PalmOne has competed in the wireless forum by forming close relationships with the carriers to provide solutions that are integrated into their network. The largest market is largely saturated, so wireless companies are looking for additional services to offer their customers, and this is what PalmOne provides.
Geoffery Moore: Classes of Innovations in the Product Leadership Zone
Geoff looks at the different classes of innovation that comprise the product leadership zone: Disruptive, Application, Product and Platform Innovation. These innovation zones are driven by the technology adoption life cycle and are very R&D intensive and high-risk.

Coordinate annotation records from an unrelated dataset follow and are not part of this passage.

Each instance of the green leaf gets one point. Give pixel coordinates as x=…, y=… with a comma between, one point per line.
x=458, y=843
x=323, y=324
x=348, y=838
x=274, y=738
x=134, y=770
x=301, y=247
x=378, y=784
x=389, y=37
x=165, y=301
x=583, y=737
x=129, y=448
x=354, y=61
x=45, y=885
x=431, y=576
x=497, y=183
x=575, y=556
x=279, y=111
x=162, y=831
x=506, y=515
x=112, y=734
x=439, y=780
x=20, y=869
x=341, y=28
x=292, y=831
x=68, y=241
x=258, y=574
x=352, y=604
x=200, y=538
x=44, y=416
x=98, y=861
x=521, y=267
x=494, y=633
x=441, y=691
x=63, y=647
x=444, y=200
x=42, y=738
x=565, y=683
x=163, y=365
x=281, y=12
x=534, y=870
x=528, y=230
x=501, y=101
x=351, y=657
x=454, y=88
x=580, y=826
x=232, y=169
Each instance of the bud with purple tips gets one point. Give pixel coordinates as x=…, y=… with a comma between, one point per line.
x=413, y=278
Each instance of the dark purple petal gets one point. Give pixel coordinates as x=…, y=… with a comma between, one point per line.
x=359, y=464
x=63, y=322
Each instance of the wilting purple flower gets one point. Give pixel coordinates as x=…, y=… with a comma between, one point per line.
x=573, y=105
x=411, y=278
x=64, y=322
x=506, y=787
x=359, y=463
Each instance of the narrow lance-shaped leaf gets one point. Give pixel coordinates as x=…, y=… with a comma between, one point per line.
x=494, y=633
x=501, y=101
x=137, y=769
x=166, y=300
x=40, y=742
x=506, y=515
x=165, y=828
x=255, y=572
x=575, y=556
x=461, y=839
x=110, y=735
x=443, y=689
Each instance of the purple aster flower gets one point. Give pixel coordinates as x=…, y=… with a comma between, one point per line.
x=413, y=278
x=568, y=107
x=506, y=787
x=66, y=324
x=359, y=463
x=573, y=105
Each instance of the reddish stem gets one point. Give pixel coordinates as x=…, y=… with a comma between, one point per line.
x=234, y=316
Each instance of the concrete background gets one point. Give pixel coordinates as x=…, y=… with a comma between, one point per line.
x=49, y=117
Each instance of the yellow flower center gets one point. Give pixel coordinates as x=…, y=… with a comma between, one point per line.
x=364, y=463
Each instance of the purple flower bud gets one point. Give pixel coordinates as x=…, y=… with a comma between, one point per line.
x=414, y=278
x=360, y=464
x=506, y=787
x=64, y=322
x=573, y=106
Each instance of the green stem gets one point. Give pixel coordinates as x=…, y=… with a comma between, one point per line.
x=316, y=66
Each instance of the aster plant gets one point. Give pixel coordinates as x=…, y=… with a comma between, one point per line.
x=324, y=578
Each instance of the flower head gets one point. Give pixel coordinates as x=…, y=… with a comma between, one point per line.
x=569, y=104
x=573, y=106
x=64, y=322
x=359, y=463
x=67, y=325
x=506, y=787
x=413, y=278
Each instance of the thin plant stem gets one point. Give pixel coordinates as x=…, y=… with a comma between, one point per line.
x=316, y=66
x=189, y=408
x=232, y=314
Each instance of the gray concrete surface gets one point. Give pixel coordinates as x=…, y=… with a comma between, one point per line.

Michael Porter: What is Strategy?
Today's dynamic markets and technologies have called into question the sustainability of competitive advantage. Under pressure to improve productivity, quality, and speed, managers have embraced tools such as TQM, benchmarking, and reengineering. Dramatic operational improvements have resulted, but rarely have these gains translated into sustainable profitability. And gradually, the tools have taken the place of strategy. As managers push to improve on all fronts, they move further away from viable competitive positions. Michael Porter argues that operational effectiveness, although necessary to superior performance, is not sufficient, because its techniques are easy to imitate. In contrast, the essence of strategy is choosing a unique and valuable position rooted in systems of activities that are much more difficult to match.